I don’t know about you, but advertisements can be really boring – so boring in fact, that I just don’t bother to pay attention to them. This is quite problematic for advertisers. Over the years advertisers have been doing everything in their power to catch and keep our attention. Ambiguity is one of the ways in which they are successful in doing so; it orientates a response from the audience.

Ambiguity creates surprise and humor through incongruity, which explains why some ads are quite entertaining; it is cognitively engaging and requires some actual brain activity!

Here are two examples of ambiguous sentences in ads I found online – the first is quite distasteful, in my opinion.

spread your legs

“Spread your legs!” Pretty straight forward isn’t it? The first meaning is quite literal: “Stretch your legs!” But why did they use the word spread instead? Hmm. Good question. The answer is of course, to draw multiple meanings at once. Often, one meaning is more prevalent than the other, but both are computed in parallel. Usually there is tension between the two meanings, and I this case – there most definitely is!

The first meaning tells the consumer that the Pontiac Star Chief is spacious; implying that leg-room is abundant. Makes sense, of course you want to be comfortable in your new car.

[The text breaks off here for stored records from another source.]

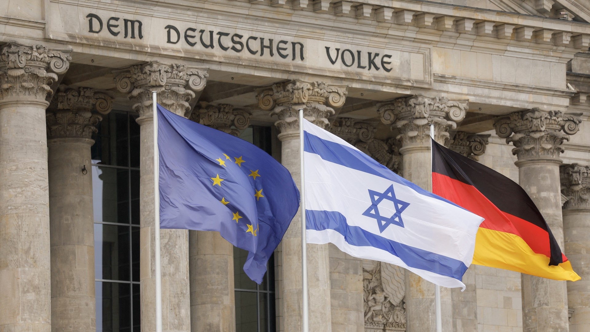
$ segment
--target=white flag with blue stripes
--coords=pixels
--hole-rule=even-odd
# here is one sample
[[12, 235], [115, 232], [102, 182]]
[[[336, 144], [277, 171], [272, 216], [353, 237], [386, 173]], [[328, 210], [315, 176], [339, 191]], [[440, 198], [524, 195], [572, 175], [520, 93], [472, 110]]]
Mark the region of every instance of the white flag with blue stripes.
[[304, 120], [306, 235], [355, 257], [463, 287], [483, 218], [394, 173]]

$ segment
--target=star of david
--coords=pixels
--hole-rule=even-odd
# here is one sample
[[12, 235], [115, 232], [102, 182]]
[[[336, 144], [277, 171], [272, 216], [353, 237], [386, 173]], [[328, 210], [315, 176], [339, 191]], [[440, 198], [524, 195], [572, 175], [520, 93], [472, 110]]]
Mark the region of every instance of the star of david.
[[[391, 185], [384, 193], [379, 193], [375, 190], [369, 190], [369, 196], [371, 197], [371, 201], [372, 203], [369, 209], [367, 209], [363, 213], [363, 216], [374, 218], [377, 220], [377, 225], [379, 226], [379, 231], [383, 233], [384, 230], [390, 224], [398, 225], [404, 227], [404, 220], [402, 220], [402, 212], [409, 206], [409, 203], [400, 200], [395, 197], [395, 192], [394, 191], [394, 185]], [[379, 203], [383, 200], [387, 200], [394, 202], [395, 206], [395, 212], [393, 216], [389, 217], [381, 216], [379, 213]]]

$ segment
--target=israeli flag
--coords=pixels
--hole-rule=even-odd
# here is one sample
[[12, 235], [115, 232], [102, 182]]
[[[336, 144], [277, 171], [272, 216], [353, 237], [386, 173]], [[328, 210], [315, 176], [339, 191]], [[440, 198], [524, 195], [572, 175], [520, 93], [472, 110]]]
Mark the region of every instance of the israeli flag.
[[306, 236], [463, 287], [483, 218], [398, 175], [303, 120]]

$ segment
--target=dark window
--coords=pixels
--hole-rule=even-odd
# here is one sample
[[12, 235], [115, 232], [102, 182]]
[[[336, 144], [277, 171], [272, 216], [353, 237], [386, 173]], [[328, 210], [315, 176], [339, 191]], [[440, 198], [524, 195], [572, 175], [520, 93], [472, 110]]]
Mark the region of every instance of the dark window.
[[[251, 126], [240, 137], [271, 154], [270, 127]], [[274, 332], [274, 255], [267, 265], [262, 284], [257, 285], [244, 272], [248, 252], [234, 247], [234, 282], [235, 290], [236, 332]]]
[[139, 332], [139, 126], [103, 116], [92, 147], [97, 332]]

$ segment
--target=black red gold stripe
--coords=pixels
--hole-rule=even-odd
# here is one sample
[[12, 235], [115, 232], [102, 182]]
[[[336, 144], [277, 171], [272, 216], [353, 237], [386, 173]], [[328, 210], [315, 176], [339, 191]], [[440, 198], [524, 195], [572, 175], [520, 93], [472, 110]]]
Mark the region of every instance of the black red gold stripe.
[[532, 200], [507, 177], [433, 141], [432, 192], [485, 218], [473, 263], [579, 279]]

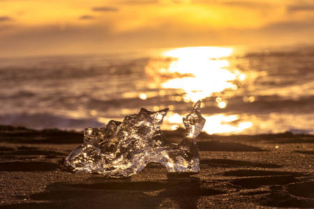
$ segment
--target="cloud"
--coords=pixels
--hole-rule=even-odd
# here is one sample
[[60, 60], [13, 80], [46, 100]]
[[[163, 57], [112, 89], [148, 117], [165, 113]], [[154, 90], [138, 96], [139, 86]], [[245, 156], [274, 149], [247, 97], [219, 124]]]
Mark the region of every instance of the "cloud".
[[246, 8], [265, 8], [270, 7], [270, 5], [267, 3], [263, 2], [253, 2], [253, 1], [223, 1], [218, 3], [220, 4], [225, 5], [227, 6], [237, 6]]
[[82, 16], [80, 17], [79, 19], [80, 20], [94, 20], [95, 17], [92, 16], [92, 15], [82, 15]]
[[0, 16], [0, 22], [10, 21], [12, 20], [13, 19], [11, 17], [8, 17], [8, 16]]
[[287, 7], [288, 12], [298, 12], [298, 11], [314, 11], [314, 5], [304, 4], [304, 5], [293, 5]]
[[91, 10], [96, 12], [117, 12], [119, 10], [116, 7], [110, 6], [94, 7]]
[[156, 4], [158, 3], [159, 1], [160, 0], [115, 0], [114, 2], [125, 4]]

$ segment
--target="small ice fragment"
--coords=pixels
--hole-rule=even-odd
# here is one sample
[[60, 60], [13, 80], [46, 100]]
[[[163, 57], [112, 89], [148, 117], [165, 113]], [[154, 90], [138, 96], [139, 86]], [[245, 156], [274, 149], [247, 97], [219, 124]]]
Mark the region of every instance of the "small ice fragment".
[[164, 165], [171, 173], [200, 172], [200, 155], [195, 141], [205, 119], [200, 101], [183, 118], [186, 132], [182, 141], [169, 142], [160, 130], [168, 109], [157, 111], [142, 108], [123, 122], [110, 121], [104, 127], [87, 127], [84, 144], [73, 150], [62, 165], [75, 172], [127, 177], [139, 173], [150, 162]]

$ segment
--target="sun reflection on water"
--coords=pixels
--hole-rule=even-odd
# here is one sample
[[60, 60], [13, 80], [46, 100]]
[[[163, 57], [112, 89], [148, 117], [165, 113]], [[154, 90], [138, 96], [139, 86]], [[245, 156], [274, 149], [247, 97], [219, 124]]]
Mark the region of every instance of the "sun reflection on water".
[[[198, 47], [178, 48], [165, 52], [162, 57], [150, 60], [146, 67], [146, 75], [151, 83], [165, 92], [177, 89], [177, 95], [171, 96], [176, 102], [195, 102], [225, 91], [234, 91], [238, 84], [245, 82], [246, 75], [238, 69], [230, 69], [228, 57], [232, 47]], [[216, 106], [227, 107], [227, 98], [217, 97]], [[248, 101], [253, 100], [253, 98]], [[204, 104], [203, 104], [204, 105]], [[239, 115], [203, 113], [207, 122], [204, 130], [209, 134], [237, 133], [253, 125], [244, 121]], [[165, 123], [172, 130], [181, 124], [182, 116], [170, 113]]]
[[236, 90], [237, 86], [233, 82], [245, 79], [245, 75], [239, 70], [227, 70], [230, 63], [224, 58], [232, 53], [231, 47], [175, 49], [163, 54], [164, 62], [149, 62], [146, 73], [163, 88], [183, 89], [184, 102], [195, 102], [210, 97], [213, 93]]

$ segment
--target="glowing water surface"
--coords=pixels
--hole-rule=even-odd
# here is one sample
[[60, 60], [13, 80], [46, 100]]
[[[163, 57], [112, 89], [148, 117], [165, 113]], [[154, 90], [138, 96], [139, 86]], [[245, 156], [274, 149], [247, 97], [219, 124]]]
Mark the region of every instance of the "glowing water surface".
[[[164, 89], [177, 89], [181, 96], [175, 100], [195, 102], [224, 91], [237, 90], [237, 84], [246, 82], [246, 75], [239, 70], [230, 70], [227, 59], [233, 52], [232, 47], [197, 47], [178, 48], [163, 53], [165, 59], [149, 62], [146, 72], [152, 82]], [[165, 63], [167, 64], [165, 65]], [[159, 63], [159, 64], [158, 64]], [[253, 100], [253, 98], [251, 98]], [[224, 109], [227, 98], [217, 97], [216, 106]], [[205, 106], [205, 102], [202, 103]], [[209, 134], [241, 132], [252, 126], [250, 121], [233, 123], [239, 119], [237, 114], [203, 114], [207, 123], [203, 130]], [[165, 120], [170, 125], [180, 124], [182, 116], [170, 114]], [[178, 127], [173, 125], [172, 129]]]

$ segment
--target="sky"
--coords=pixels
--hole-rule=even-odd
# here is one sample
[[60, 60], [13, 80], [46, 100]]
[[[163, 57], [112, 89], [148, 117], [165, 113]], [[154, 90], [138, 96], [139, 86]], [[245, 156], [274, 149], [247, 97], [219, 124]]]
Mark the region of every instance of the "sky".
[[0, 57], [313, 42], [313, 0], [0, 0]]

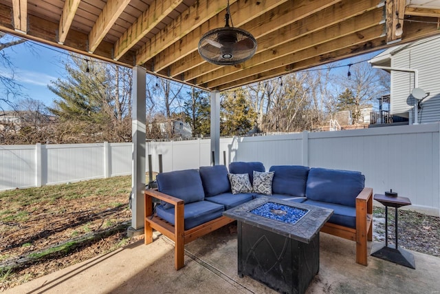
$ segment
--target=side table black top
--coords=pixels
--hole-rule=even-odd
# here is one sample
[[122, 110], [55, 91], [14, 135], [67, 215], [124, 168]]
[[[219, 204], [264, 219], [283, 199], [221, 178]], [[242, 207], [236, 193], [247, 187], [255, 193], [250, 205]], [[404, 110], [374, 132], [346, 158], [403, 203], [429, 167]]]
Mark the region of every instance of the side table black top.
[[[378, 244], [375, 246], [371, 251], [371, 255], [383, 260], [401, 264], [415, 269], [414, 256], [410, 253], [399, 248], [397, 246], [397, 209], [403, 206], [410, 205], [411, 201], [406, 197], [393, 197], [383, 194], [375, 194], [374, 200], [385, 206], [385, 244]], [[393, 248], [388, 245], [388, 208], [394, 207], [395, 209], [395, 247]]]
[[406, 197], [391, 197], [383, 194], [374, 194], [374, 200], [388, 207], [399, 208], [411, 205], [411, 200]]

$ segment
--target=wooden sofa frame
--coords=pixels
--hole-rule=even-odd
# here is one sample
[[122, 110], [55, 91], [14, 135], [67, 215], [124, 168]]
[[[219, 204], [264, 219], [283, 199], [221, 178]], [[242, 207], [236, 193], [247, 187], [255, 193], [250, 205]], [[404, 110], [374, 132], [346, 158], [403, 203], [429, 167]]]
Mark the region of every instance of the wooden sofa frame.
[[[146, 244], [153, 242], [153, 229], [174, 241], [174, 267], [177, 271], [184, 267], [184, 245], [212, 231], [234, 221], [221, 216], [188, 230], [184, 229], [184, 200], [156, 190], [145, 190], [145, 239]], [[175, 224], [153, 215], [153, 198], [174, 205]], [[367, 265], [367, 240], [373, 240], [373, 189], [364, 188], [356, 198], [356, 229], [327, 222], [321, 231], [356, 242], [356, 262]]]

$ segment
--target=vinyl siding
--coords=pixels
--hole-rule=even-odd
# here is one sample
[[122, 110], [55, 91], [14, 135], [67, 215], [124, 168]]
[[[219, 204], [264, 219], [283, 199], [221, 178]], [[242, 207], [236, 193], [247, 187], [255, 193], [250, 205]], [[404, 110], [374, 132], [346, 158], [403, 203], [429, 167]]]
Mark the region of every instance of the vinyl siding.
[[[419, 87], [430, 92], [429, 100], [423, 102], [418, 113], [419, 123], [440, 120], [440, 36], [432, 37], [407, 46], [395, 52], [393, 67], [419, 70]], [[414, 87], [414, 74], [391, 72], [391, 113], [411, 112], [415, 99], [410, 95]]]

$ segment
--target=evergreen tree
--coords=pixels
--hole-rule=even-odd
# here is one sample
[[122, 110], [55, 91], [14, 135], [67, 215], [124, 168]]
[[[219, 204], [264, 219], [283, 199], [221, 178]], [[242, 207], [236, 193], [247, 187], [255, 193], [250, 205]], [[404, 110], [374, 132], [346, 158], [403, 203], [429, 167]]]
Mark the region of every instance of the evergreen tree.
[[59, 97], [49, 111], [76, 136], [70, 141], [129, 141], [131, 71], [75, 54], [71, 61], [65, 63], [67, 76], [48, 85]]
[[220, 103], [220, 134], [241, 136], [254, 126], [256, 113], [242, 89], [223, 94]]
[[350, 89], [346, 88], [345, 91], [340, 94], [338, 96], [336, 110], [338, 112], [342, 110], [352, 110], [355, 103], [355, 96], [353, 94], [353, 91]]
[[184, 103], [185, 121], [191, 126], [192, 136], [208, 136], [210, 133], [209, 97], [206, 92], [194, 87], [188, 94], [190, 99]]

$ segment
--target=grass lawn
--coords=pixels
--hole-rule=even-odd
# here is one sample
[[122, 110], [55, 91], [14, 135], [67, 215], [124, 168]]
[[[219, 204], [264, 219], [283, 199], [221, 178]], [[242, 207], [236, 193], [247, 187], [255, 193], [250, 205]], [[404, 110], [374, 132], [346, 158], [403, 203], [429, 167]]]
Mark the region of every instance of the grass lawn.
[[0, 192], [0, 291], [133, 242], [131, 190], [128, 176]]

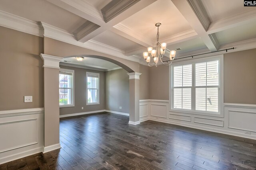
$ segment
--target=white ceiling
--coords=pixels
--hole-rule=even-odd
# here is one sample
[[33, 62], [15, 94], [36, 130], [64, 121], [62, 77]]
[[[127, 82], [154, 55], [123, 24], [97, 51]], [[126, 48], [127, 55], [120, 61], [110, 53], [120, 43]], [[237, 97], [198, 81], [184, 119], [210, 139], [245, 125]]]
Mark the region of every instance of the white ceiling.
[[254, 6], [244, 6], [241, 0], [201, 1], [212, 22], [255, 9]]
[[[113, 55], [122, 55], [122, 58], [137, 55], [143, 62], [142, 53], [156, 41], [157, 22], [162, 24], [160, 43], [167, 43], [169, 50], [181, 48], [178, 55], [194, 54], [201, 50], [215, 51], [229, 44], [256, 38], [256, 8], [244, 7], [242, 0], [140, 0], [124, 11], [123, 6], [119, 6], [124, 3], [117, 3], [107, 10], [114, 17], [106, 23], [101, 10], [111, 1], [0, 0], [0, 10], [77, 33], [82, 35], [79, 39], [74, 38], [73, 41], [78, 43], [91, 39], [99, 43], [95, 49], [110, 46], [113, 48], [102, 51], [118, 53]], [[88, 33], [76, 32], [93, 28], [83, 28], [88, 25], [84, 24], [87, 21], [98, 25], [99, 28]], [[106, 70], [116, 68], [101, 60], [90, 63], [91, 60], [69, 61], [80, 66], [88, 66], [86, 64], [90, 63], [91, 67]], [[101, 62], [105, 63], [95, 64]]]
[[44, 0], [0, 0], [0, 10], [71, 32], [86, 21]]
[[109, 61], [92, 57], [84, 57], [82, 61], [78, 61], [74, 57], [65, 58], [60, 61], [60, 64], [70, 65], [70, 66], [74, 65], [82, 68], [104, 71], [121, 68], [120, 66]]

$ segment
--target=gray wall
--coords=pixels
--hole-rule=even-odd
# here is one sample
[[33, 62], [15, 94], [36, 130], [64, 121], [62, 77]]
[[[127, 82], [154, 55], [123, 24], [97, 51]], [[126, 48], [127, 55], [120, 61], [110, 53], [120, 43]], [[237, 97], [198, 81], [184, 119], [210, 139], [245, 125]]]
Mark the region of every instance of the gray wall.
[[[60, 115], [64, 115], [105, 109], [105, 72], [67, 66], [62, 68], [75, 70], [75, 107], [60, 108]], [[86, 106], [86, 72], [100, 73], [100, 104]], [[82, 107], [84, 109], [82, 109]]]
[[[0, 110], [44, 107], [42, 37], [0, 26]], [[24, 103], [24, 96], [33, 102]]]
[[140, 64], [140, 100], [149, 99], [150, 67]]
[[[129, 113], [129, 76], [124, 69], [106, 72], [106, 109]], [[122, 109], [119, 109], [122, 106]]]
[[[224, 102], [256, 104], [256, 49], [224, 54]], [[150, 99], [169, 100], [169, 67], [149, 68]]]

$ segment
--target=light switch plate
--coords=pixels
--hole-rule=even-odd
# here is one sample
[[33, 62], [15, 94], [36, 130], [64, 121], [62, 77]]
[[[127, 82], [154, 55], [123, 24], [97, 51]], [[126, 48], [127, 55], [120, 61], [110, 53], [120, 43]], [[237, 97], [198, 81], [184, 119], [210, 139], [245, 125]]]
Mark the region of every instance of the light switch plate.
[[33, 100], [33, 97], [32, 96], [24, 96], [24, 102], [25, 103], [28, 102], [32, 102]]

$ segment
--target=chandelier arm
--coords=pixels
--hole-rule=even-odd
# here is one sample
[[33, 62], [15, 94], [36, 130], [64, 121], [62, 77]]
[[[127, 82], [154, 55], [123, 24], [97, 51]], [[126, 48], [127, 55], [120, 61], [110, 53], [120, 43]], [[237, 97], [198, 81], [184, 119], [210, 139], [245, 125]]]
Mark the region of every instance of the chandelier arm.
[[173, 61], [173, 60], [172, 60], [172, 61], [171, 61], [170, 62], [167, 63], [166, 64], [166, 63], [165, 63], [164, 62], [163, 62], [163, 61], [162, 61], [162, 59], [161, 59], [161, 58], [160, 58], [160, 61], [161, 61], [161, 63], [162, 63], [162, 64], [163, 64], [164, 65], [166, 65], [166, 66], [170, 65], [172, 63], [172, 61]]

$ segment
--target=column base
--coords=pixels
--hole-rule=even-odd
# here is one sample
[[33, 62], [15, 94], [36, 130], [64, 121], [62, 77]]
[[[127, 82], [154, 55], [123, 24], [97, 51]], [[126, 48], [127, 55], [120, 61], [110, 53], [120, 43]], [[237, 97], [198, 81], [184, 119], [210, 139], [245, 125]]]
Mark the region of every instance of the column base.
[[138, 125], [140, 123], [140, 121], [129, 121], [128, 123], [130, 124], [131, 125]]

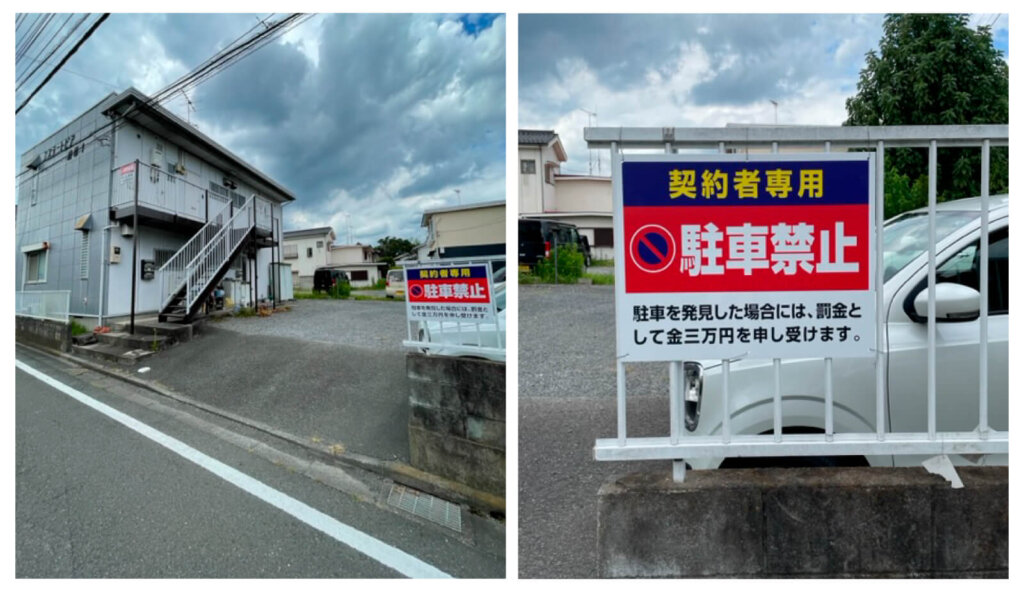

Do I really have to spell out the second meaning of this phrase? Okay, okay, I’ll just say it! Meaning number two: Spread your legs… in a sexual way! The second meaning implies that there is enough leg room in the car for sexual escapades. It’s obvious that the sexual undertone in this phrase is specific toward women and therefore I find it extremely distasteful. It uses the imperative form and that personalized touch of the pronoun, ‘your’ to really make you a participant in the advertiser’s reality. This is an obvious example of pragmatic ambiguity.

Come on. We all know what is meant by “spread your legs!” It’s hardly ambiguous. Look at the ad itself. The woman is sitting in the back seat of the car. If you were a woman buying this car, wouldn’t you prefer to have your leg room in the front? Wouldn’t you expect to be in the driver’s seat?! Unless you were a nymphomaniac maybe – then all you are concerned with is how much leg room is in the back, so you can get down and busy when the urge arises. This ad looks as though it is geared towards men. He already has his woman in the back seat ready for action. What a nice perk to buying a Pontiac – the backseat can be converted into a brothel!

By no means am I a prude, I applaud the cleverness of the ad. However, because the sexual undertone of the ad exploits women’s sexuality specifically – I find it presumptuous and sexist. It implies that women are ravenous sexual creatures – that, provided they have the means and the leg room, they will spread their legs for anyone anytime. Yuck.

Here is something more to my taste:


I recently stumbled upon this e-card and instantly fell in love with it. Extra clever! There is syntactic ambiguity in this sentence, can you see it? Structurally ambiguous sentences may take longer to read, but the reward is worth the effort.

Even if you disregard the linguist comment at the top, the ad still holds its ambiguity. The first meaning is ‘I love ambiguity more than other people love ambiguity.’ The second means: ‘I love ambiguity more than I love people.’

The icing on the cake is the statement, ‘I’m a linguist.’ As linguists are passionately concerned with the study of language, it is no surprise that linguists love language more than they love people.